I'm not sure you can find a deeper meaning. There have always been vicious murderers, since the dawn of time. 10,000 years ago, before there was a name for them, there were undoubtedly serial killers. And throughout most of history -- until the most modern period -- warfare against armed men was just the prelude to the fruits of victory, rape and slaughter of the unarmed and underage.
From reading the serial stupidities of Tom Friedman (a confirmed member of the "Puritans without God" religion Mead mentions below) I've gotten pretty skeptical of these "link things to technological progress" think-pieces.

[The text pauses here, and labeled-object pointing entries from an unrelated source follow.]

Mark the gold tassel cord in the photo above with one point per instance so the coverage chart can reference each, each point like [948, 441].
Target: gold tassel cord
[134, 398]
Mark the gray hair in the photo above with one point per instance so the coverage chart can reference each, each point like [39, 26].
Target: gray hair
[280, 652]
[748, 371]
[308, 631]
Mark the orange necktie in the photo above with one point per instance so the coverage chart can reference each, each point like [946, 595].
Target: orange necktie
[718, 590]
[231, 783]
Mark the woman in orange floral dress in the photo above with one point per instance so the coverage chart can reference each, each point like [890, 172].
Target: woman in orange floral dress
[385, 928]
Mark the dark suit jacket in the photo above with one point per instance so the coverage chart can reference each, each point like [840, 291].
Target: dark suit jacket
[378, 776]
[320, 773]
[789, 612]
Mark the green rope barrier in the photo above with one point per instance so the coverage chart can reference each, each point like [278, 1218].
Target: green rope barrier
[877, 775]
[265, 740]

But this passage rang true.
The dominant tone among American intellectuals – Puritans without God by and large – is as deterministically Calvinist as any New England divine would have wished. The New England Calvinists believed that everything that happened had been planned and predestined by God from eternity. Late nineteenth and early twentieth century American progressive intellectuals threw God under the bus, but kept the machine. The universe is a closed system, every effect is related logically and inevitably to a cause, and with a sufficient amount of knowledge and enough computing power, the future of anything can be predicted. To this they grafted American optimism: the belief based on our national historical experience that things get better over time.
They called the results “social science.”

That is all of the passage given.